Will that privilege extend to Alzheimer’s patients in their terminal stage? Until recently, I assumed that the answer was no. Last year I learned that even Oregon’s pioneering right-to-die legislation does not permit doctor-assisted suicide if the person is deemed incompetent on account of Alzheimer’s or some other form of dementia.
But then I came across the website of End of Life Washington [endoflifewa.org], a Seattle-based organization that appears to be able to provide a route out of a Catch-22 for people who want to die with dignity without devastating their loved ones’ financial and emotional resources. A two-page, single-spaced statement offers up a wealth of questions as well as answers.
“How can I maintain dignity or ensure control over my dying after I become incompetent? How can I or someone else end my life if I become completely demented? If you are the caregiver, in many cases one’s spouse, how do you go about making the grave decision to stop providing life-sustaining nutrition?” The statement goes on to note that while many people would prefer to die naturally than be kept alive in the very late stage of Alzheimer’s, these wishes are not always honored.
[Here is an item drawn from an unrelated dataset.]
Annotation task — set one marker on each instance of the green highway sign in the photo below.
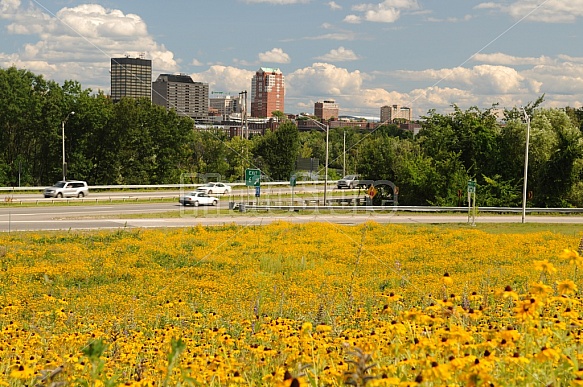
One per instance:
(252, 177)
End of Life Washington’s role is to make sure that the person with dementia makes clear his or her intention before she or he is no longer competent to make such a decision. As an example, the organization describes an anonymous person, under the alias “Mary,” as someone whose parents both had Alzheimer’s, leading to Mary’s eventually developing the disease as well. End of Life Washington decribed Mary as a strong-willed woman, who cared for each of her parents as they succumbed. “After acquiring a pledge from her physician to refer her to hospice as soon as she was deemed eligible, she voluntarily stopped eating and drinking,” leading, over time, to her death, in accordance with her wishes.
This approach, of course, remains controversial. It’s not only the Catholic Church that has qualms about what might be deemed as euthanasia. Many doctors have concerns as well. There is good reason why the Hippocratic oath—Do no harm—has endured for roughly 2400 years. But I like the idea of being spared the torment of the disease’s terminal ravages. And I suspect that most of my Alzheimer’s disease cohorts would prefer that final option as well.